X-Ray and Ultrafast Science, page three
This x-ray tomography image of a yeast cell was taken at ALS beamline 6.1.2. Internal organelles are color coded according to x-ray absorption, with the nucleus and large vacuole shown as red, lipid droplets as white, and other cytoplasmic structures as either orange or green.
Although the primary reason for retrofitting the ALS with superbends was to help meet the huge demand for protein crystallography research, the ALS also remains one of the world’s best tools for state-of-the-art research in materials science, chemistry, physics, and the environmental sciences. For example, a team of scientists used the ALS to determine that carbon-containing aerosols remain in the atmosphere much longer than previously thought — meaning they have more time to influence the Earth’s climate. The results, based on high-resolution images, will help climate scientists refine the computer models used to predict climate change. The images reveal that aerosol particles oxidize more slowly than earlier estimates indicated, which buys them more time to waft about in the atmosphere.
“Moore’s Law,” Gordon Moore’s prediction that the density of circuit elements on microchips will double every 12 to 18 months, has held true for the past 30 years. But if it is to continue to be the law for computer chips, new fabrication techniques will be needed. At the ALS, a consortium of industry and government labs has constructed the first prototype machine for measuring (and even printing) test computer chips using extreme ultraviolet light. Microprocessors based on this technology will operate ten times faster than today’s most powerful chips and are expected to come to market by 2007.
To learn how organisms work at the cellular level, a first-of-its-kind x-ray microscope built for the ALS holds forth the promise of “CT scans” for biological cells, and other unprecedented capabilities for cell and molecular biology studies. The new microscopy resource also promises a better understanding of human diseases at the molecular level and possibly new discoveries for treating those diseases.
In the quest to determine the chemical composition of solids with greater and greater accuracy, Berkeley Lab scientists are also using extremely short laser bursts that span one-quadrillionth of a second.
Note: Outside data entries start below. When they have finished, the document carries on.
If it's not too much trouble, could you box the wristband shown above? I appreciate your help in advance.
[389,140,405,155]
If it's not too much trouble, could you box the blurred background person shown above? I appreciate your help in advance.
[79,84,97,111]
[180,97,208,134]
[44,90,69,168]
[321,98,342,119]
These femtosecond-length laser bursts are used to zap a substance’s surface and dislodge an aerosolized plume of particles that can be spectroscopically analyzed. The technique is much more sensitive than similar systems that rely on longer, nanosecond-length laser bursts, and may revolutionize scientists’ ability to quickly and accurately analyze the chemical makeup of any solid—from nuclear material and hazardous waste to Martian rocks.